After an evaluation, Natalie’s doctor referred her to an orthopedic surgeon. The orthopedic surgeon ordered an MRI that showed extensive damage to Natalie’s neck. He said she will need surgery that will involve replacing one of the discs in her neck with an artificial disc. It will also involve fusing some of the vertebrae by inserting titanium rods into them.
Natalie wasn’t sure about the surgery, so her primary-care physician referred her to a physical therapist. The physical therapist has helped Natalie manage her pain so that she now only has major pain episodes every two to three weeks. Her primary-care physician also referred her to a neurosurgeon for a second opinion. The neurosurgeon told Natalie that there might be ways she could manage her pain, but in all likelihood she would still need the operation.
“I’ve become very partial to physicians and my physical therapist,” Natalie said. “I want them to continue in their care.”
Natalie increasingly thinks that she’ll have the surgery. However, she notes that if she could keep her insurance and her medical team indefinitely, she’d have the luxury of waiting a year or two to see if she could get the pain under control (or at least live with the pain she has) and avoid an operation. Now, she may have to decide on an operation within a few months so that her current physicians can treat her.
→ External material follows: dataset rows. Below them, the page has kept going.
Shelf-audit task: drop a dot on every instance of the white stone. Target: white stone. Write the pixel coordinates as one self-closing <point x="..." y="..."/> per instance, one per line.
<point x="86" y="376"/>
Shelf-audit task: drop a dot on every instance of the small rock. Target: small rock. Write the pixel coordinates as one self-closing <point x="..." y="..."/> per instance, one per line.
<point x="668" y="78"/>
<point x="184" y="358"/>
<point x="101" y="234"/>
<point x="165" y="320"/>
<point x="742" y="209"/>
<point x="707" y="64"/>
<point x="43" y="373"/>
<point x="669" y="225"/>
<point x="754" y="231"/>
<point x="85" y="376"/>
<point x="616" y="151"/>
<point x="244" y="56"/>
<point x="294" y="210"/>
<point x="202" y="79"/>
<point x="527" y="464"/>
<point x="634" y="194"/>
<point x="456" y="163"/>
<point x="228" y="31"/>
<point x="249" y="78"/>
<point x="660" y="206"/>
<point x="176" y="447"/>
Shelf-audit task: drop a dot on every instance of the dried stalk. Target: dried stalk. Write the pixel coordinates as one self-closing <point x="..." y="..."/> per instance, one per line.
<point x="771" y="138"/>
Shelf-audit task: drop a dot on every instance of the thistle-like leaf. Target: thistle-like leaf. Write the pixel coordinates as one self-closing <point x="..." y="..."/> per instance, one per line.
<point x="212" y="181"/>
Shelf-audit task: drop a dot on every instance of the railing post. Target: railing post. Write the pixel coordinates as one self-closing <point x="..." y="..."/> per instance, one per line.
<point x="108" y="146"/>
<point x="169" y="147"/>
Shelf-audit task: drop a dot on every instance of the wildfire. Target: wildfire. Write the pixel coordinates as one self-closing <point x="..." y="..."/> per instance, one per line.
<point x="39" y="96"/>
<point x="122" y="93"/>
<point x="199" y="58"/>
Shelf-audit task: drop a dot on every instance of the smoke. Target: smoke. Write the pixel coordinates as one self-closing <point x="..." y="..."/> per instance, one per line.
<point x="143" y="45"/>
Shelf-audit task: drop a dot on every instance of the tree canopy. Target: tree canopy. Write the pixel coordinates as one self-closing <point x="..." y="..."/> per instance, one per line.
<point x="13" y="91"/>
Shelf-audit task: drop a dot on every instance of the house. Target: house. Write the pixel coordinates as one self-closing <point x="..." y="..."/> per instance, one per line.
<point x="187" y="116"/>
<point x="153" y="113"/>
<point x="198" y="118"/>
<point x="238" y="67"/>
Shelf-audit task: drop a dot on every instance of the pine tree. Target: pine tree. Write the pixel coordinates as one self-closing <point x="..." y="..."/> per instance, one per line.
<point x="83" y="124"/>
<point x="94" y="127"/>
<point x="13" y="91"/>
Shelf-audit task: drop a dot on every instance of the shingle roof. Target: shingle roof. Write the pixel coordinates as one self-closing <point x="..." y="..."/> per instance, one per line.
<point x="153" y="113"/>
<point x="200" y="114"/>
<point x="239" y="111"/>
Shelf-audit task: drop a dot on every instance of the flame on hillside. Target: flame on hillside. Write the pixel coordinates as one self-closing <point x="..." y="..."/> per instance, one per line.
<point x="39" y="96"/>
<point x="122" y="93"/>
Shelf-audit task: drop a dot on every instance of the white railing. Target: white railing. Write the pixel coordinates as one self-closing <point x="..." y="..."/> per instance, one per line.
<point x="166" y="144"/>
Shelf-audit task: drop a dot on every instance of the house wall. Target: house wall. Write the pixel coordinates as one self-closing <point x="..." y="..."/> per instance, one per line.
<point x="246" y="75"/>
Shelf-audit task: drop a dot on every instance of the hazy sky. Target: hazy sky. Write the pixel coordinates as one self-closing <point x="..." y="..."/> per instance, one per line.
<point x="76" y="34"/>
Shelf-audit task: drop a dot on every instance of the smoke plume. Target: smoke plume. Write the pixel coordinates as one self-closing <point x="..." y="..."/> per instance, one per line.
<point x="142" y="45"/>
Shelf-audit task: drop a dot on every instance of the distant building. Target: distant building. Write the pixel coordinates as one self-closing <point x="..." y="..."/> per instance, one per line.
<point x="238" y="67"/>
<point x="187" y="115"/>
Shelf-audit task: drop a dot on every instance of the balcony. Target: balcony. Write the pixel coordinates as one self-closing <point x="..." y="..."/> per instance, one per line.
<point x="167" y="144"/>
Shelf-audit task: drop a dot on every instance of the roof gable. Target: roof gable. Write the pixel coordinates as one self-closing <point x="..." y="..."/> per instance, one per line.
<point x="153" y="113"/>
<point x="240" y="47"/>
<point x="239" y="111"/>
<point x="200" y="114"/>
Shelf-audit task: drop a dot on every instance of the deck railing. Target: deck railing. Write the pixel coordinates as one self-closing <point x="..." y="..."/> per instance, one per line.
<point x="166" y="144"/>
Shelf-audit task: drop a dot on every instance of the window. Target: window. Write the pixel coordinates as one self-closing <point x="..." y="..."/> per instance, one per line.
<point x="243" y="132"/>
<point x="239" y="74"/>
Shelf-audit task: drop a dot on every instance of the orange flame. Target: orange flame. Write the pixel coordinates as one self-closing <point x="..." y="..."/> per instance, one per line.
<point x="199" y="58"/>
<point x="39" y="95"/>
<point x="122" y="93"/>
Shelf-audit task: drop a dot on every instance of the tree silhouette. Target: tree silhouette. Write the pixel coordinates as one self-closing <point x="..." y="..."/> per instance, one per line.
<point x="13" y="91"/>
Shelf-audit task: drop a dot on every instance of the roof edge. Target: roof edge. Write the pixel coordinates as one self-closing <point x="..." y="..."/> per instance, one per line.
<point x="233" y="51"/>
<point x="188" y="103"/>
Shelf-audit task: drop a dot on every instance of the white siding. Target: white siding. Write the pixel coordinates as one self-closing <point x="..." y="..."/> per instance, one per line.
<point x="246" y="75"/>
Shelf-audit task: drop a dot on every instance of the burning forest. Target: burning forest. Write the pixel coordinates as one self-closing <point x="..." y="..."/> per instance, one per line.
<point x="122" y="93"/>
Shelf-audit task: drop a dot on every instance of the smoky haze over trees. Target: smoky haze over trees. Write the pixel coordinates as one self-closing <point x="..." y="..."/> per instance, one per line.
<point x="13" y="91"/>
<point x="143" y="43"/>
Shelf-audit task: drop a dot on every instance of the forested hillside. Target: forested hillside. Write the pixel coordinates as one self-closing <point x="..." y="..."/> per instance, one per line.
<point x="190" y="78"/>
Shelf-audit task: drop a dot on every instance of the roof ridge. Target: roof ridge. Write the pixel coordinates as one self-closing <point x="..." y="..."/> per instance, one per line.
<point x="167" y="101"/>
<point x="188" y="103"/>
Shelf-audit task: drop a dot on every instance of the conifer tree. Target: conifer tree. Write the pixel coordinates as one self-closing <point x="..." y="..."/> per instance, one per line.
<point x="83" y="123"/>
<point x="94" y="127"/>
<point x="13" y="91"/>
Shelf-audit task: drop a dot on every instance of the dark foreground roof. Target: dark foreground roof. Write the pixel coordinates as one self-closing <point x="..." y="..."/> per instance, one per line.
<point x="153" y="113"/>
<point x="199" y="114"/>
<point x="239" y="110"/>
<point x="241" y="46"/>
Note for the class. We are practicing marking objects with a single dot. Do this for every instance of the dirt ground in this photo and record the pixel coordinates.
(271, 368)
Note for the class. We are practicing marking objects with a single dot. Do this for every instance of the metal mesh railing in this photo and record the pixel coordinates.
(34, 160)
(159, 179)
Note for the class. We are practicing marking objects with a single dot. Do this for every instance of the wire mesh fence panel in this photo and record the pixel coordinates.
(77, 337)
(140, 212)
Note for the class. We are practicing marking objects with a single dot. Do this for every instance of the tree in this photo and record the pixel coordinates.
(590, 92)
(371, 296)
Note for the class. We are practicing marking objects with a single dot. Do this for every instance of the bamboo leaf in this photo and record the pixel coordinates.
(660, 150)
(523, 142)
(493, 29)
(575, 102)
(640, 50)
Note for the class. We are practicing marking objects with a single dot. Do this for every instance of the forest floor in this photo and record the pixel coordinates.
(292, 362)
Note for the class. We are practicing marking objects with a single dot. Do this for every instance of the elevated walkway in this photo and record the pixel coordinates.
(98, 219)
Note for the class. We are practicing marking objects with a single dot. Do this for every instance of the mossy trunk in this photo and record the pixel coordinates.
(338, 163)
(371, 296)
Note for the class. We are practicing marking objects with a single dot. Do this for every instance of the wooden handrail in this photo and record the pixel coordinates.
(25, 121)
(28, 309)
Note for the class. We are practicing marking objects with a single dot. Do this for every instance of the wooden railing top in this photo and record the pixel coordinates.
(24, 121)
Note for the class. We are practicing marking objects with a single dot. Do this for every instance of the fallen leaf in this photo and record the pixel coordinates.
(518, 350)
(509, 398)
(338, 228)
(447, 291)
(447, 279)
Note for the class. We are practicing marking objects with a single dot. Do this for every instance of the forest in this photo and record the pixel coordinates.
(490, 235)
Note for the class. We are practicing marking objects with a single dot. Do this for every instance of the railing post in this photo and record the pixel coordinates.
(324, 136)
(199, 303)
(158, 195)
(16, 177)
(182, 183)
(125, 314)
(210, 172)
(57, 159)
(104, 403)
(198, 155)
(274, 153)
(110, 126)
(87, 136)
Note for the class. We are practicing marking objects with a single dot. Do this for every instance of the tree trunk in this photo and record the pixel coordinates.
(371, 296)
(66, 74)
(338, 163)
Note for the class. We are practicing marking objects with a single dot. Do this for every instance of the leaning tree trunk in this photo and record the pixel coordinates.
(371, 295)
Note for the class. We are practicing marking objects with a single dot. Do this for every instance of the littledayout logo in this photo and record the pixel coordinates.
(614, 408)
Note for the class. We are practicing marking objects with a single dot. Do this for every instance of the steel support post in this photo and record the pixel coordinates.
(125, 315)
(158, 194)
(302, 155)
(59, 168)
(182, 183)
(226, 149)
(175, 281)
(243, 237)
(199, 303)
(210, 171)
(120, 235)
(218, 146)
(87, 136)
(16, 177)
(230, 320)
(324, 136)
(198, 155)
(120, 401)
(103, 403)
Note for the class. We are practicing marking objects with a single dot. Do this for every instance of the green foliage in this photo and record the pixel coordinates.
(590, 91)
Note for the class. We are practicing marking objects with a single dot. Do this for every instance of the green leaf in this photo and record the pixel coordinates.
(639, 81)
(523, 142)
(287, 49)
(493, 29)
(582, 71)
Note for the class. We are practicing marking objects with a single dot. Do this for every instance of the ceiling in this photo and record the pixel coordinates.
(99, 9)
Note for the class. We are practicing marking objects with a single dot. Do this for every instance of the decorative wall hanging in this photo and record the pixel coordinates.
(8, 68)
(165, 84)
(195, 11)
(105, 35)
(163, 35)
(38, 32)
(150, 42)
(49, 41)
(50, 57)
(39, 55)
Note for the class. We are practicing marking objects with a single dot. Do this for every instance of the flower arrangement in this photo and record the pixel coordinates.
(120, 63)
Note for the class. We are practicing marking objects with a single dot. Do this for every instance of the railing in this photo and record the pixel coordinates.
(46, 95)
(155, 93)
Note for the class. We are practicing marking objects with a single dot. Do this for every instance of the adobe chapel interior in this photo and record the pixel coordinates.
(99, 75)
Unfortunately, Natalie’s travails may not end there. Fusing two vertebrae often puts pressure on the disc underneath the two vertebrae, causing it to weaken. More treatment — possibly even another operation — could be down the road if that happens.
At times, Natalie feels her trust in progressive leadership was betrayed.
“I voted for Obama in 2008 because I couldn’t stand McCain,” she said.
During the debate over Obamacare, President Obama assured the American people, “No matter how we reform health care, we will keep this promise: If you like your doctor, you will be able to keep your doctor. Period. If you like your health care plan, you will be able to keep your health care plan. Period. No one will take it away. No matter what.”
Natalie may lose both.
“I can’t say how disappointed I am because I believed him,” laments Natalie.